In recent months, the ground has been moving underneath the feet of the overseers of enterprise data and IT environments. AI is bringing new challenges, along with seemingly insatiable business demands for real-time insights.
To explore the most compelling technologies promising to shape the data world in the months and years to come, we canvassed market leaders to get a sense of the top technological changes and potential issues that may arise.
AGENTIC AI
AI has become a panacea shaping data operations, and now agents—targeted, specific functions invoking AI— are making that a reality. For example, “AI assistance has reduced the amount of time and effort involved in moving data between legacy and modern platforms,” said Ashwin Patil, principal and data engineering and analytics practice leader at Deloitte Consulting.
“Agentic AI significantly augments and automates a once very-manual process of profiling data, performing quality checks, building business rules, and integrating data across applications,” said Corey Keyser, head of AI at Ataccama. He noted that with AI agents, “We’re finally seeing the promise of real and generalized automation. It’s completely changing the way we think about our strategy and even user interfaces. These aren’t just chat interfaces; they’re systems that can interpret intent, construct and execute on complex plans, and autonomously adapt to new data as they work.”
AI agents also bring changes to the roles of data professionals—helping them “reimagine their roles as strategic enablers rather than tactical operators,” said Srujan Akula, CEO and cofounder of The Modern Data Company. “They are evolving from information gatekeepers to business accelerators.”

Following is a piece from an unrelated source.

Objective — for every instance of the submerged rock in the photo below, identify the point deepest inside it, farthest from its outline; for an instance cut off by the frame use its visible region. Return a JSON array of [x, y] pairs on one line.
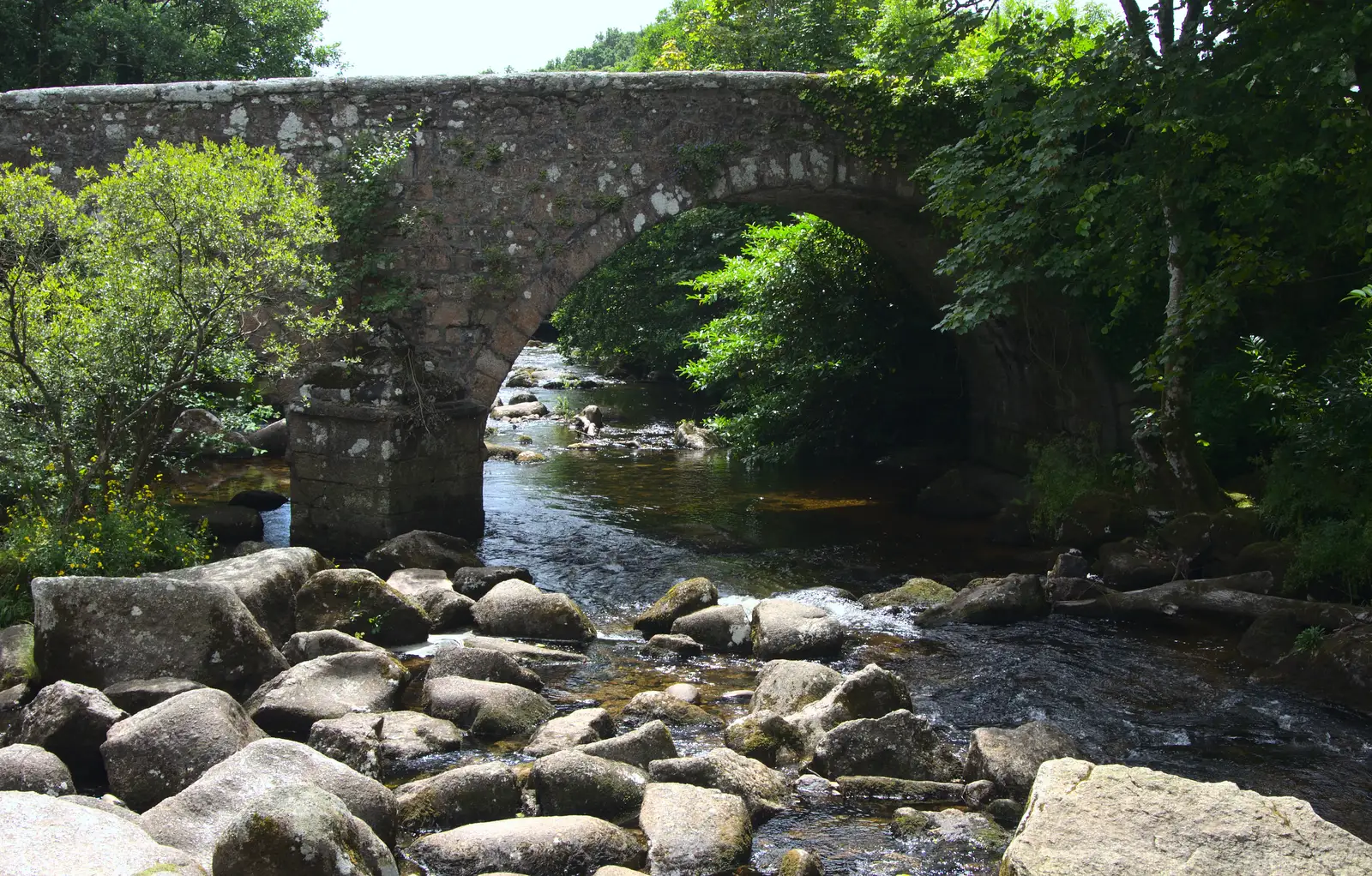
[[1111, 820]]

Finally, with the emergence of AI agents, “Data becomes what every CEO imagined it would be: a genuine strategic asset,” Akula added. “When powered by data products— reusable data assets—AI agents become exponentially more powerful. And they don’t just make data teams more efficient—they make every business user a data practitioner.”
Potential Issues
Trust is key to successful agentic AI implementations. “Without it, all of this falls apart,” said Keyser. “Agents need more than just access; they need context into what the data means, how reliable it is, whether it complies with policy. That requires a trust–validation layer, situated between agents and the data they interact with.”
Orchestration of AI agents remains a messy problem as well, said Keyser. “Most enterprises aren’t set up to manage swarms of agents making decisions.”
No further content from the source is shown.